MedPredictor is Classifier/Regressor that inputs the features matrix and output prediction/s. It is being executed after FeatureProcessors

MedPredictor in MedModel follow a defined sequence of method calls. Here’s the typical lifecycle:

  1. Constructor - Initializes the MedPredictor object.

  2. init_defaults() - Sets default values for the predictor. Be sure to update classifier_type to reflect the predictor type.
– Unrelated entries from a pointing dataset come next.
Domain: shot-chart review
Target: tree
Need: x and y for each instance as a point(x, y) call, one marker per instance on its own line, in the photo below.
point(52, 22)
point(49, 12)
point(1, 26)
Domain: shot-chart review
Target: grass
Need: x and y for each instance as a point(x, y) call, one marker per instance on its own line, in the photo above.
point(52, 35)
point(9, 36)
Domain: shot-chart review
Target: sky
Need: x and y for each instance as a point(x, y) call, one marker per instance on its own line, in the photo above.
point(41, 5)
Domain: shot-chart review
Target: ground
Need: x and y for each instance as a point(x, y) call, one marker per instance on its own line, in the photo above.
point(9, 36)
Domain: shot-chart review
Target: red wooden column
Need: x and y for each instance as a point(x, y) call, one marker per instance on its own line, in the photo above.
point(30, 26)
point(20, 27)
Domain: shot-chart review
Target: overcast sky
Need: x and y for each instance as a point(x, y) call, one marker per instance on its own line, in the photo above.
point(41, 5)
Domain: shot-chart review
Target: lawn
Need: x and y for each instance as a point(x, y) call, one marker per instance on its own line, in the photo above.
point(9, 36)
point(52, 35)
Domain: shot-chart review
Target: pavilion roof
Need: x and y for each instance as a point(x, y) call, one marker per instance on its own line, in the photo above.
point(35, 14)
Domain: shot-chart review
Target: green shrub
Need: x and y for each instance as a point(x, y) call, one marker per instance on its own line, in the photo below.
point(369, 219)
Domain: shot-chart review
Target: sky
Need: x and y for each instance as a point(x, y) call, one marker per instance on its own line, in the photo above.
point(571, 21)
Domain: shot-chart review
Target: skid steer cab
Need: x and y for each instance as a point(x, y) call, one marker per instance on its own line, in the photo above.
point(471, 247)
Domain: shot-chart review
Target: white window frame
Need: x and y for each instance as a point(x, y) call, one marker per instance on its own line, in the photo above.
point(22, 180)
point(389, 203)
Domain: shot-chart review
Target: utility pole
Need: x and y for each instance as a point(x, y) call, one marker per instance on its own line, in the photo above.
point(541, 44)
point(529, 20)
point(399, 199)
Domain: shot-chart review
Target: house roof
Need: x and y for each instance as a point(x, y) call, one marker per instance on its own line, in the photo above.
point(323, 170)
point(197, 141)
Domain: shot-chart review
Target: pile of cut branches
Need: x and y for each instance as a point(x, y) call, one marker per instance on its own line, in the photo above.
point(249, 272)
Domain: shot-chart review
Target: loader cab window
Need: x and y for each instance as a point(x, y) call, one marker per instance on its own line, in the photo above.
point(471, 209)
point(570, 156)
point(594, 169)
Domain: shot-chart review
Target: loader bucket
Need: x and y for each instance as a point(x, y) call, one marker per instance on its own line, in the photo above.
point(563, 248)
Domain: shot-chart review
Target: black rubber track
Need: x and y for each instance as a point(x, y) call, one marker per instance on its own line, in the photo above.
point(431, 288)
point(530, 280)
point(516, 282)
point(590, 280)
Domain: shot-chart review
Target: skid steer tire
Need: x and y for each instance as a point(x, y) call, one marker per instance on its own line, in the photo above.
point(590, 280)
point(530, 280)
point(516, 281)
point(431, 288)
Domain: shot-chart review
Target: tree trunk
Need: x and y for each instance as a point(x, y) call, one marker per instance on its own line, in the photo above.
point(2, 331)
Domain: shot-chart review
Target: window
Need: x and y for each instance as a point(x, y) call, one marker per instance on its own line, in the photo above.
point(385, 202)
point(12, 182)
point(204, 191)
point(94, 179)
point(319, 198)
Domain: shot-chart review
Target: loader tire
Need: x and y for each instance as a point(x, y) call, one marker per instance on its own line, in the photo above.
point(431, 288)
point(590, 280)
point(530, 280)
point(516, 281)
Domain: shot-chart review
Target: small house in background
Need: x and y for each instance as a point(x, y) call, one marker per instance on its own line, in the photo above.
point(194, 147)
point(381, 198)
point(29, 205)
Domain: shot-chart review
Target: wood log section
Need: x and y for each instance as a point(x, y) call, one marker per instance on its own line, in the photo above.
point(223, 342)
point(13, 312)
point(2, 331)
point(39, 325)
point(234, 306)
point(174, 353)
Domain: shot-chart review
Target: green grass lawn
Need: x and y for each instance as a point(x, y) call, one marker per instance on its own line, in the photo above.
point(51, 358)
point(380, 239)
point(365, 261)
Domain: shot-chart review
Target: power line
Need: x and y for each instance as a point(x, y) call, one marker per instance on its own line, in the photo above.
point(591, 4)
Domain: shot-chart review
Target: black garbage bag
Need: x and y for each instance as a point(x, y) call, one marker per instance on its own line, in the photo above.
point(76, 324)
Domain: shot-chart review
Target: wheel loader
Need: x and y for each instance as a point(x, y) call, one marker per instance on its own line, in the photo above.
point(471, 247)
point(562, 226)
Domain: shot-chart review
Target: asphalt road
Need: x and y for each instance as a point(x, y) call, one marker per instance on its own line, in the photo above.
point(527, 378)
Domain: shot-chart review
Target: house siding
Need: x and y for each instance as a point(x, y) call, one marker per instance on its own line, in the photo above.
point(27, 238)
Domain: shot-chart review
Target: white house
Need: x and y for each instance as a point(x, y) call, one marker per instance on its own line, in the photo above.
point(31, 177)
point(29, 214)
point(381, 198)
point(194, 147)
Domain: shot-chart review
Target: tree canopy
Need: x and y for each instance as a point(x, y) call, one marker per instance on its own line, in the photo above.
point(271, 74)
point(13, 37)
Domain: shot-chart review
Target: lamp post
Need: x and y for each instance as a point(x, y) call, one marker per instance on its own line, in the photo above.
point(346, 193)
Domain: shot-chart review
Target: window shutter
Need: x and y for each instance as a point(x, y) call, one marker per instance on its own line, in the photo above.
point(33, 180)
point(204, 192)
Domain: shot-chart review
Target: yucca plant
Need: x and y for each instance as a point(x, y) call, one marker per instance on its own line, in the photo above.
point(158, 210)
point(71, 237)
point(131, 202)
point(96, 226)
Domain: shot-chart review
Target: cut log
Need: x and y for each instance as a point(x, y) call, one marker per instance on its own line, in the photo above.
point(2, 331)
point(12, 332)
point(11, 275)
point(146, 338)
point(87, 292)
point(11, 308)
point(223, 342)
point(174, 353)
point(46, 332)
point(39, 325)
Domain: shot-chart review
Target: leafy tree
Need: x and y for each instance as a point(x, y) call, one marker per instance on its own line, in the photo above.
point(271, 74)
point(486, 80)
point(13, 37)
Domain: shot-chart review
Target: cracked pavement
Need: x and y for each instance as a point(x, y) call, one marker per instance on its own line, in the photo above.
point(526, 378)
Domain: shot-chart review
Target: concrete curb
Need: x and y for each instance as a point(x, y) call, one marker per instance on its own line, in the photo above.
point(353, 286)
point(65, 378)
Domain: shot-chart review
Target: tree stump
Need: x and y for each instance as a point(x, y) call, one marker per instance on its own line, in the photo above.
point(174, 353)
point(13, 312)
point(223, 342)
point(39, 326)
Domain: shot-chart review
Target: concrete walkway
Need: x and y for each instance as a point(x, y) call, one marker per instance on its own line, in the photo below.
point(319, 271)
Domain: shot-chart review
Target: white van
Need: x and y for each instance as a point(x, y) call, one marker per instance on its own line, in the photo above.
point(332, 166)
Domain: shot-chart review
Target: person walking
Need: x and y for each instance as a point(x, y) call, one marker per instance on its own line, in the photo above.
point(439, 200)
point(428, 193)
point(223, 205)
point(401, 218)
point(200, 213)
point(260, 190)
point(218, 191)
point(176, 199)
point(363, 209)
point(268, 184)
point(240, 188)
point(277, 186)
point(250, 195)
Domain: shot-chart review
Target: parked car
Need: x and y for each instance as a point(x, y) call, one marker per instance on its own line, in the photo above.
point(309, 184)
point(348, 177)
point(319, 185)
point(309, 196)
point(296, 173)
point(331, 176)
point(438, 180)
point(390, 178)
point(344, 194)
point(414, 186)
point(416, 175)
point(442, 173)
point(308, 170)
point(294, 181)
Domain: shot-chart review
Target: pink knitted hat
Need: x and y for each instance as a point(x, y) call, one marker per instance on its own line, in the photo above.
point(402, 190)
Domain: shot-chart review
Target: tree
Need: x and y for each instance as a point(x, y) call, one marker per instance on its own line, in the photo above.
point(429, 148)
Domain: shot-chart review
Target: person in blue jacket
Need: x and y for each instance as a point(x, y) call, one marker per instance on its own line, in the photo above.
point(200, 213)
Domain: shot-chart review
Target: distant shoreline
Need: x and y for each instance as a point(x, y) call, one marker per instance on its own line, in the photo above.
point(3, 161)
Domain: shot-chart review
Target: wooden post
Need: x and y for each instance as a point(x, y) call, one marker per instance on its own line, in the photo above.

  3. Initialization - During learning:
    Implement init(map<string, string>& mapper) to parse parameters from a key-value map (using SerializableObject::init_from_string).
    Medial pipeline will initialize features_count and model_features that when we apply the modle we can make sure all and only needed features are inputed to the model. You might want to set transpose_for_learn, transpose_for_predict - if transpose of features matrix is needed for this type of predictor You might want to set (legacy and almost not used. Please use Feature Processors) to normalize the inputs: normalize_for_learn, normalize_y_for_learn, normalize_for_predict - During application:
    Arguments are loaded from disk. Parameters stored via ADD_SERIALIZATION_FUNCS are restored automatically.

  4. Learning Phase - learn()
    Implements any learning logic needed during training.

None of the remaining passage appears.